Genova, Teatro Duse, sabato 6 marzo. La scena è vuota. Non ci sono oggetti. Non una sedia. Non un colore, a parte il nero. La platea si riempie lentamente, soprattutto di ragazzi. Giovani sulla ventina.
Lo spettacolo ha girato l’Italia e chi lo reciterà non si è limitato ad interpretare un testo. Ma ne è l’artefice. Perché prima di scriverlo ha viaggiato l’Europa e ha registrato voci, ne ha fatto un libro (Pino Petruzzelli Non chiamarmi zingaro Ed. Chiarelettere Euro 12,60) e le ha interpretate.
L’attore consegna alla platea il suo diario di viaggio e il testo teatrale è l’occasione che porge al pubblico per capire cosa sia significato ieri e cosa significhi oggi essere rom in Italia e in Europa.

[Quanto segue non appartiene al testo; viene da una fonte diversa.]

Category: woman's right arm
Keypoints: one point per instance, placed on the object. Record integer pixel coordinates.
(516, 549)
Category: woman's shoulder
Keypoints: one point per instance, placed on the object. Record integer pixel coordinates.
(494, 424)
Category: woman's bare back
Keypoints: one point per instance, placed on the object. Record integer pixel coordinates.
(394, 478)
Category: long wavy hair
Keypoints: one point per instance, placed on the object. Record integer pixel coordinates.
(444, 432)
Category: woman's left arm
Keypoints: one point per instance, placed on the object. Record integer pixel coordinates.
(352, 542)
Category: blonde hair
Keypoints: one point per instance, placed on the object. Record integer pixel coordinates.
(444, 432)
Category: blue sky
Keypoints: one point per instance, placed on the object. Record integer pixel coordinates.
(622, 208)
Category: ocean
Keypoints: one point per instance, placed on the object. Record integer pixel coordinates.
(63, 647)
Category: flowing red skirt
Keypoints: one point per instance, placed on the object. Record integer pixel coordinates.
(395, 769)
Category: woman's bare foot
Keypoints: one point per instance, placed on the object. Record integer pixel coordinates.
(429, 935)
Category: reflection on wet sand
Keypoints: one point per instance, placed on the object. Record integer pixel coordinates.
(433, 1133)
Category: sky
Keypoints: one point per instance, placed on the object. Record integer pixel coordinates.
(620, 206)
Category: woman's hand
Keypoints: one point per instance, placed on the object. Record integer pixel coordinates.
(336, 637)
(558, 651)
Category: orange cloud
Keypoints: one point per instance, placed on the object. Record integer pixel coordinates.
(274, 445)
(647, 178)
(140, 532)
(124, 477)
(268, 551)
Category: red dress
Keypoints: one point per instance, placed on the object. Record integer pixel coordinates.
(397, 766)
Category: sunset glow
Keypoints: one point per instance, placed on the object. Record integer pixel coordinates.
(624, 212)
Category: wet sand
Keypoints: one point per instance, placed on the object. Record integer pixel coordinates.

La scena è vuota, però quando si spengono le luci ed un solo spot illumina l’attore, si riempie di racconti. Sono le storie di Alin e Mari, dieci e otto anni che pescano sul greto dell’Arno alla “periferia della periferia di Pisa”. La bambina ha una malattia agli occhi e si ripara lo sguardo dal sole. Lo loro madre cucinerà quel pesce, pescato nei pressi del ponte che fa loro da casa. E c’è la tragedia di Eva, Danciu, Lenuca, e Mangji bambini morti nell’incendio scoppiato l’11 agosto del 2007 sotto il ponte di Pian di Rota alla periferia di Livorno. E il presidio contro il campo nomadi di Opera, periferia di Milano, presidio nel quale i razzisti che contaminano il nostro paese hanno offerto una delle loro più oscene interpretazioni. C’è la storia della prima maestra rom d’Albania, che a dodici anni ha compilato da sola il modulo di richiesta per una borsa di studio, ma c’è anche il silenzio di chi preferisce nascondere le proprie origini anche al marito. Petruzzelli racconta della pulita Svizzera e di come abbia sottratto i bambini nomadi alle loro famiglie d’origine. Un furto atroce perpetrato sino al 1972.
Attraverso le storie di tutti le distanze si accorciano ed i binari che paiono non sfiorarsi mai tra la nostra vita e la loro si toccano. E’ la vicenda di un popolo senza territorio che, forse perché non l’ha mai preteso, è stato sempre mandato via, da una ragion di stato sempre distante da chi è diverso o da chi ha un’idea di libertà altra.
La scena è vuota ma il tragitto verso la consapevolezza non richiede oggetti. E questo di Pino Petruzzelli non è solo teatro.